Urgence pour la BPCO ! Oui, il n’est pas trop tard !

Le 18 novembre 2015 marque la date de la Journée Mondiale de la BPCO, une initiative mondiale qui vise à améliorer la sensibilisation du public sur cette maladie endémique, placée cette année sous le thème : « Il n’est pas trop tard ».

 

Cliquez ici pour retrouver toutes les actions qui auront lieu près de chez vous.

La bronchopneumopathie chronique obstructive (BPCO) est une maladie respiratoire chronique définie par une obstruction permanente et progressive des voies aériennes. En France, la BPCO touche 7,5 % de la population adulte, soit 3,5 millions de personnes. Sa cause première et principale est le tabagisme. « Cette pathologie méconnue des patients est sous diagnostiquée, analyse la Haute Autorité de Santé (HAS) : on estime qu’entre deux tiers et 90 % des personnes ne sont pas diagnostiquées. »

La détection précoce de la BPCO reste un enjeu majeur pour la prise en charge de cette pathologie. Elle repose sur un interrogatoire attentif permettant de détecter les patients à risque grâce à un questionnaire rapide en 5 questions permettant de déceler les principaux signes d'alerte de la BPCO.

Dans les faits, cette détection précoce est rarement menée par les médecins généralistes traitants. Son diagnostic peut être réalisé au cabinet médical du médecin traitant à l'aide d'une spirométrie, qui doit ensuite déboucher sur une évaluation complète de la fonction respiratoire par le pneumologue permettant notamment une évaluation de la sévérité et une aide au diagnostic différentiel (asthme). 

Quant à la prise en charge de la BPCO, cette dernière repose sur trois actions :

- l'arrêt du tabagisme,
- la réhabilitation respiratoire, en centre spécialisé ou en ambulatoire ;
- l'utilisation de thérapies inhalées (bronchodilatateurs associées ou non à des corticothérapies inhalées selon des indications bien précises en particulier spirométriques).
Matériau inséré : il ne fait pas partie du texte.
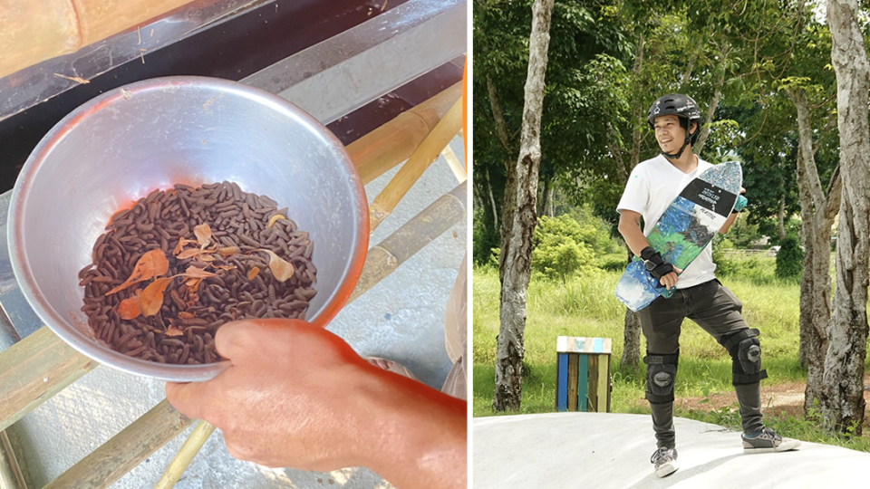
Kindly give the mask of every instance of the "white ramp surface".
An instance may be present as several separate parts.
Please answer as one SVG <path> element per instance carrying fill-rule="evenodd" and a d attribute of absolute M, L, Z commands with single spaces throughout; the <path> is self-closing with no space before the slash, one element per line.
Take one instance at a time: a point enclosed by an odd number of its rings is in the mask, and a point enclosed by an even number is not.
<path fill-rule="evenodd" d="M 740 433 L 677 417 L 680 469 L 655 475 L 649 415 L 552 413 L 474 419 L 474 488 L 866 487 L 870 454 L 802 442 L 744 455 Z M 784 434 L 788 436 L 788 434 Z"/>

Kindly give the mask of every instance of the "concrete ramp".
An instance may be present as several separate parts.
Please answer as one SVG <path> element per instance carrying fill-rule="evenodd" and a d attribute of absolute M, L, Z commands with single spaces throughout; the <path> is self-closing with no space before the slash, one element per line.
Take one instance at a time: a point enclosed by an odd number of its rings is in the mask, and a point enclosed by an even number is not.
<path fill-rule="evenodd" d="M 677 417 L 680 470 L 660 479 L 649 415 L 553 413 L 478 417 L 475 489 L 799 489 L 867 487 L 870 454 L 803 442 L 743 455 L 740 434 Z M 783 434 L 788 436 L 788 433 Z"/>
Ces trois actions supposent des accompagnements spécifiques qui, pour l’heure ne sont pas toujours à la hauteur des défis posés par l’ampleur de la maladie. L’arrêt du tabagisme par un soutien actif des fumeurs (prise en charge des substituts nicotiniques, accès facilité aux centres d’aide à l’arrêt du tabac) demeure insuffisant. Le nombre de centres de réhabilitation respiratoire est largement insuffisant pour répondre à la demande (des listes d’attente interminables) et la prise en charge du réentrainement à l’effort en ambulatoire est quasi inexistante. L'utilisation de thérapies inhalées doit également pouvoir s’accompagner d’une reprise de l’exercice physique, indispensable au malade BPCO pour éviter de sombrer dans une spirale de déconditionnement à l’effort (syndrome du canapé – télé)  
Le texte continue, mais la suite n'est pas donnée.